I've been using Wireguard on Android and liking it. Not usually for privacy, but for creating a stable virtual network when I'm at a place that is running NAT independently on each one of their WiFi access points.
I'm sure there were incredible tax breaks and incentives involved. Downtown San Jose has been trying to buy a soul for decades. Anything helps, even if it's a Google playground. The other bonus is that it was expected to put a lot of people next to proposed transportation hub.
Like a lot of Silicon Valley, San Jose did massive demolition and rebuilding right as the 1999 dot-com collapse hit. Silicon Valley cities then did another rebuild attempt...right into the 2007-2008 financial crisis. Then came floods of fentanyl. Soul-sapping side projects along the way included selling off lots for free parking and building what might be the world's slowest light-rail system.
401k and other retirement accounts are huge scams in the US. They show you a graph of your money exponentially growing over time. That's only true for rare accounts with limited or no fees. On top of that, it has to be a company not using normal people's investments to manipulate stock prices to benefit preferred investors. It's not unusual for bad employers to offer 401k services with long term yields of -10% annually.
Yet that's not bad enough for IBM?
Some companies use a 2FA token generator called "VIP Access." It's really secure. Super duper secure. It's so secure that you can't back up its internal token. Lose your phone data, lose your 2FA.
Companies using it know this happens all the time so they're fast at fixing it. All they do is ask some trivial questions and verify your identity with SMS.
Hide or flag all the ads every time you use Facebook. After about 1000 or so are hidden, their ad engine starts failing. Soon it's completely ad-free. I'm guessing it has a very short query deadline to prevent overloads.
Facebook responded by e-mailing me all the ads and refusing to let me change my e-mail address. Deleting my account was the sensible fix.
I have the impression that x86-64 is in an awkward position between RISC and CISC where it doesn't optimize well. An option for Intel might be letting ARM win the RISC market and go for a new CISC design. Create a high level instruction set that can do common computation, AI, and graphics work.
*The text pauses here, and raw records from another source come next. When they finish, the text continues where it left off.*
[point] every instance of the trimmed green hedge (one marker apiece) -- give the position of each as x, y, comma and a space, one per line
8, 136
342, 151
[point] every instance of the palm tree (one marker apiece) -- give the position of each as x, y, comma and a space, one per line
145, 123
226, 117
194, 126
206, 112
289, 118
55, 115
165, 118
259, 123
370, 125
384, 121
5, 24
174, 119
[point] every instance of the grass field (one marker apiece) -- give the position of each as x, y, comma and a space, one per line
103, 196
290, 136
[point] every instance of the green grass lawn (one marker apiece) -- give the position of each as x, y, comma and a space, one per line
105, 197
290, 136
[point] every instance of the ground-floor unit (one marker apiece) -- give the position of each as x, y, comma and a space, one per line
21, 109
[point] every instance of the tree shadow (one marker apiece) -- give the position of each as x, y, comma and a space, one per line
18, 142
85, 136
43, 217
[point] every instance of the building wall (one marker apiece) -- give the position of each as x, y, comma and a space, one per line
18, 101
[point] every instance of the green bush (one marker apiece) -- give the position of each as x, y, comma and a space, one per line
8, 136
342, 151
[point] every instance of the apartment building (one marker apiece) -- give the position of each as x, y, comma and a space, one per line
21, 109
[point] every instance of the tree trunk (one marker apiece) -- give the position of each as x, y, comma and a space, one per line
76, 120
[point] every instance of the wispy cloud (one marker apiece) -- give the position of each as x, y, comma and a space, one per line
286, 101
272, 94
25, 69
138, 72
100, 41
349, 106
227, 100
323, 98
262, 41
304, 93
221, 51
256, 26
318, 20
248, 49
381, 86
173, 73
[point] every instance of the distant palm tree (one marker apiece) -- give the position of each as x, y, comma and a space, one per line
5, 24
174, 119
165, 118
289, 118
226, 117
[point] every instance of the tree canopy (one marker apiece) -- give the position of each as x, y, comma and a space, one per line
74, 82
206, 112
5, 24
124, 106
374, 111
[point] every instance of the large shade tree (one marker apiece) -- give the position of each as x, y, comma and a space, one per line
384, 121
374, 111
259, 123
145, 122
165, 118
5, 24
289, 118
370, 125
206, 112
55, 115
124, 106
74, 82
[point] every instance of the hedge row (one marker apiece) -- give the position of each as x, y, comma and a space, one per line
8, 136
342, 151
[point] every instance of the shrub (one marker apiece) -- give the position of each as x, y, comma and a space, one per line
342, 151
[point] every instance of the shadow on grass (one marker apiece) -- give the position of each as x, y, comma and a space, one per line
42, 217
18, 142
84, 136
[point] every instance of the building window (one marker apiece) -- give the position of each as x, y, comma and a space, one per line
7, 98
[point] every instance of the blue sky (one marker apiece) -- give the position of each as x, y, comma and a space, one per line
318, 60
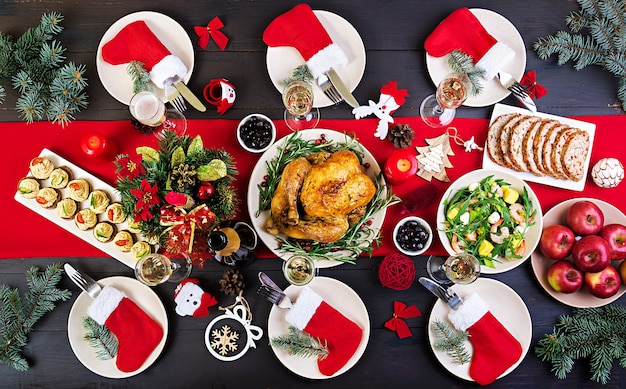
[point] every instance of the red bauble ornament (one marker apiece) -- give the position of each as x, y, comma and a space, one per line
205, 191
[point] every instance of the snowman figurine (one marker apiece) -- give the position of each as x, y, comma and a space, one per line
391, 98
191, 300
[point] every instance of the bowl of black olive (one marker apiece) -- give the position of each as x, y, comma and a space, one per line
412, 235
256, 133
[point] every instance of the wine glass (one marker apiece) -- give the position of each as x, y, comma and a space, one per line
299, 270
299, 111
439, 109
155, 269
148, 109
461, 268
Intel can leverage their expertise on ultra-complex processors to put JIT compilers into a broad range of chips. They'd all have varying hardware abilities but support one instruction set. It might actually optimize very well.
x86 seems like a dead-end.
At some point hackers will officially be found connected to a government and a declaration of war will follow. The escalations of attacks to critical public infrastructure and government operations are begging for it.
The worst part of that happening will be nobody being able to verify when those connections are truth, poor assumptions, or lies.